Versehentliche Versprecher sagen überhaupt nichts aus über über eine geistige Haltung (immer auf der Lauer liegen nach "verräterischen Freud'schen Versprechern"!). Außerdem herrscht hier, wie hier FreundGottes richtig feststellt, ein heilloser sprachlicher Wirrwar, der schon solche Versprecher provoziert.

Dem Wortsinne nach ist der Islamist zunächst ein Anhänger des Islam, genauso wie z.B. der Hinduist oder der Buddhist ein jeweiliger Anhänger seiner Lehre ist. In meiner Jugendzeit hießen die Moslems und Muslime noch Muselmänner und Mohamedaner. Anscheinend beanspruchen diese Leute immerzu eine sprachliche Sonderbehandlung und fortwährende Umbenennungen.

Weiterhin hat das Wort Islamist neben der abwertenden Bedeutung im Sinne des religiösen radikalen Fanatikers auch noch eine ganz andere Bedeutung: Der Islamist ist auch ein Islamwissenschaftler. Genauso bezeichnen wir seit alters her Angehörige anderer kulturwissenschaftlicher Disziplinen z.B. als Germanisten, Anglisten, Romanisten, Judaisten, Hinduisten und dergl. Somit hat das Wort "Islamist" nicht von vorherein eine abwertende Bedeutung. Und wo es im Sinne eines Radikalismus gemeint ist, wenn z.B. von der "radikalislamischen Hisbollah" die Rede ist, dort ist der Gebrauch des Wortes auch keinesfalls unseriös. Es handelt sich schließlich nicht um ein ausgemachtes Schimpfwort. Für manche Menschen ist die Bezeichnung eine Ehre.

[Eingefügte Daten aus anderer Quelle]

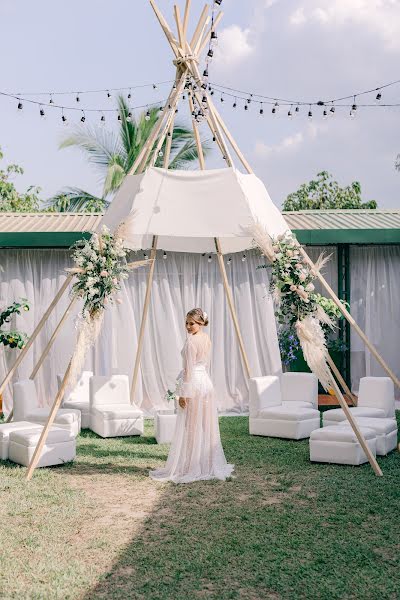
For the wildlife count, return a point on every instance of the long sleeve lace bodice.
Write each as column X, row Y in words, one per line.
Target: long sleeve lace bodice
column 195, row 353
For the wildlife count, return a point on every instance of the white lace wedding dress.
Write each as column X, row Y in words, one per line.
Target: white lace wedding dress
column 196, row 452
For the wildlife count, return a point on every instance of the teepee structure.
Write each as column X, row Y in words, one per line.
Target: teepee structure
column 201, row 211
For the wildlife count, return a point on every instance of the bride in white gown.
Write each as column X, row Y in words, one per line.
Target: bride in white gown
column 196, row 452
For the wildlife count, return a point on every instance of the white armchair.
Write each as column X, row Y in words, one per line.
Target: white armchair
column 269, row 416
column 111, row 413
column 375, row 399
column 300, row 390
column 78, row 398
column 26, row 408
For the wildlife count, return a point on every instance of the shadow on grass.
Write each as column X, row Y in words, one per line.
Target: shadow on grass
column 282, row 528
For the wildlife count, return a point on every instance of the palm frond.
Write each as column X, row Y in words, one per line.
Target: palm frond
column 72, row 199
column 100, row 145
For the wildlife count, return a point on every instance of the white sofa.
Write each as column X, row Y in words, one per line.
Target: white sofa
column 375, row 399
column 111, row 413
column 274, row 414
column 339, row 444
column 78, row 398
column 25, row 408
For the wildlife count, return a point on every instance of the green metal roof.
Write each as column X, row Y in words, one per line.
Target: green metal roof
column 311, row 227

Es ist übrigens eine weit verbreitete moderne Unsitte, Geisteshaltungen und Urteile statt an den Sachaussagen am jeweiligen Vokabular fest zu machen. Da zählen nicht mehr Vernunft und Schlüssigkeit, sondern nur noch die Höhe des aktuellen vokabularen Zeitgeistes, selbst ohne Berücksichtigung des Bedeutungswandels und der Bedeutungsvielfalt mancher Wörter: "An der Wortwahl sollt ihr ihn erkennen!"

Ich hoffe einfachmal, dass sie sich nur versprochen hat. Und selbst wenn nicht würde ich da jetzt nicht zuviel rein interpretieren wollen(nicht dass nachher iwelche Gerüchte entstehen). Aber korrekt ist das natürlich nicht.

in der Wortbedeutung, vom Studium her kann mann Islam Wissenschaftler werden und das nennt sich dann Islamist, also jemand der viel Wissen über diese Religion hat!, die Begriffsverfälschung ist erst neueren Datums und ich denke, sie ist falsch.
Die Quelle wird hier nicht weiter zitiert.